Asia is both a market and a research environment

Asia contains advanced manufacturing, logistics networks, ageing societies and rapidly growing service economies. Japan, South Korea, China and Singapore have strong robotics ecosystems, while India and Southeast Asia offer different labour economics and operating conditions. A system proven in one market may not transfer automatically.

Factories provide structured environments and repeatable tasks, making them early adopters. Service and home settings are more variable. Languages, building layouts, objects and social expectations change. Data collection needs regional diversity if embodied models are to generalise.

Partnerships between universities, manufacturers and operators can create test sites with independent evaluation. Data-sharing agreements should protect commercial information and worker privacy while allowing useful findings to circulate.

Malik’s international influence and Berkeley network can connect these communities. The goal should not be one universal dataset controlled by a single company, but interoperable resources that reflect varied bodies and environments.

Robotics needs a credible scaling law

Language-model investment was supported by a visible relationship among data, compute, model size and benchmark performance. Robotics lacks an equally reliable scaling law. More interactions can help, but hardware diversity and physical noise make returns uncertain.

Researchers should test how performance changes with demonstrations, fleet size, task diversity and simulation. Companies need to know whether doubling data improves generalisation or merely repeats known situations. Efficient learning may be more valuable than the largest robot model.

Compute economics also differ. Training can occur centrally, but inference must often run with low latency and limited power. Edge hardware, connectivity and safety systems add cost. A viable product requires the whole system to deliver value above labour and capital expense.

Malik’s insistence on grounding can keep the field focused on real capability. A model that discusses physics well is not a robot that can adapt safely. Investment should follow evidence from sustained operation.

Academic leadership can keep evaluation honest

Universities have incentives and conflicts of their own, but they can publish methods, compare systems and study questions that do not fit a product cycle. Malik’s election as a Fellow of the Royal Society in 2026 recognises a career that connected fundamental vision research with broad application. That standing gives him a platform to demand stronger evidence.

Benchmarks should be resistant to overfitting and updated as systems improve. Test environments can be held out, with independent operators running trials. Safety events and human interventions should be part of the score.

Funding agencies can reinforce that discipline by supporting shared test facilities and long-duration studies, not only new model architectures. Reliable robotics requires maintenance, systems engineering and repeated measurement.
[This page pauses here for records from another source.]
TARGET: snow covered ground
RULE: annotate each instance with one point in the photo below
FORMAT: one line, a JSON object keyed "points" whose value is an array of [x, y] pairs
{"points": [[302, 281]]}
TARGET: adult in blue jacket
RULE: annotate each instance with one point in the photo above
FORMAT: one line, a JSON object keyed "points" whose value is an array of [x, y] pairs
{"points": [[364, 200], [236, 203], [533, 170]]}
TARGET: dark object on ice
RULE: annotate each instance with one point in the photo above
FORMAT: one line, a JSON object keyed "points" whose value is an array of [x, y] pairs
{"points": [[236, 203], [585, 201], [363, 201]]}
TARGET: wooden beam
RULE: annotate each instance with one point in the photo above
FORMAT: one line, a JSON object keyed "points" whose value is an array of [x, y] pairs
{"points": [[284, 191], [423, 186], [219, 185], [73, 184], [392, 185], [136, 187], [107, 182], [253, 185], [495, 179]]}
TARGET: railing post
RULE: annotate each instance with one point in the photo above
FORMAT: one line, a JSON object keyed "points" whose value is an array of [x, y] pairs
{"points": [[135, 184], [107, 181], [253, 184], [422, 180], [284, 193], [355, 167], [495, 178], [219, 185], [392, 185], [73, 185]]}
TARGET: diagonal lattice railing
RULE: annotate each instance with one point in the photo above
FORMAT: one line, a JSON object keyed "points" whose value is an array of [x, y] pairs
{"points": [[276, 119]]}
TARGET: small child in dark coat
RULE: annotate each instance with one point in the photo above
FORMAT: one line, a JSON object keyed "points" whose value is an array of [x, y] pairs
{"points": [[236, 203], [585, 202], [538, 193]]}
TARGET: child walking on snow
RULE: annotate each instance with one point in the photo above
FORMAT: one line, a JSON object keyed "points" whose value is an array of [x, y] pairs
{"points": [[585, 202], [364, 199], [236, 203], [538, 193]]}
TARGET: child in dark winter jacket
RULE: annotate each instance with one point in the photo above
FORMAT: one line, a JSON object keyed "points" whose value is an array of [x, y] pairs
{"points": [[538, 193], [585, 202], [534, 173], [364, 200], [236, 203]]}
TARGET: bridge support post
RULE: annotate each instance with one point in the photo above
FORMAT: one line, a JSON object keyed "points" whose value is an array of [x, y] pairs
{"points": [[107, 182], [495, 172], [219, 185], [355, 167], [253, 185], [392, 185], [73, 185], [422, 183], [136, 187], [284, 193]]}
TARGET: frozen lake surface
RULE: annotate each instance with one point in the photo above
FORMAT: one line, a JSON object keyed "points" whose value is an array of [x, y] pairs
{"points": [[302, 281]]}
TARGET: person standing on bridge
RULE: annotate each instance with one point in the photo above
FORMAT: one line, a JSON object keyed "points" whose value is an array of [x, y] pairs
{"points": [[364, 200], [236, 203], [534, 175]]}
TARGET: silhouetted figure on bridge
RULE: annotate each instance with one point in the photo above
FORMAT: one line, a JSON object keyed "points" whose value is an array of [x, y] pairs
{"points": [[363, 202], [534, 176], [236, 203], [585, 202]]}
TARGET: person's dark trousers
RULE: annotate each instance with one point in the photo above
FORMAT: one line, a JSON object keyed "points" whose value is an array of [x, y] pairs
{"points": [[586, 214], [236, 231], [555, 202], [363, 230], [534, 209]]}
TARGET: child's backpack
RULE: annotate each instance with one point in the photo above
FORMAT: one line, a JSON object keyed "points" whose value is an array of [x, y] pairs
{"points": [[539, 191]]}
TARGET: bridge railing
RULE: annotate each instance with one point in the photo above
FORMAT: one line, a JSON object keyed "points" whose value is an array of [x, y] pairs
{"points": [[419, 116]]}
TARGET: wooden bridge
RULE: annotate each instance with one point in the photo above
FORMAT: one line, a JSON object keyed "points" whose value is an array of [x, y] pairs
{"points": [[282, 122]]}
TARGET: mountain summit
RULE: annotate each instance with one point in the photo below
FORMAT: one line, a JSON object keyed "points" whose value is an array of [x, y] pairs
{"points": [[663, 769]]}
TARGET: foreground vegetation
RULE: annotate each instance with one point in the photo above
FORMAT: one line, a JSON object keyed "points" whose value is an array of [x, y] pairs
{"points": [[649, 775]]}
Those investments may produce fewer spectacular announcements, but they create evidence that companies and public institutions can use.

Jitendra Malik’s sensorimotor agenda is a reminder that intelligence is not only an answer. It is an action in a world that pushes back. Robotics will scale when companies and researchers can turn expensive physical experience into transferable learning without hiding failure or human support. Building that data economy is less glamorous than a humanoid demonstration, but it will determine which embodied systems become reliable infrastructure.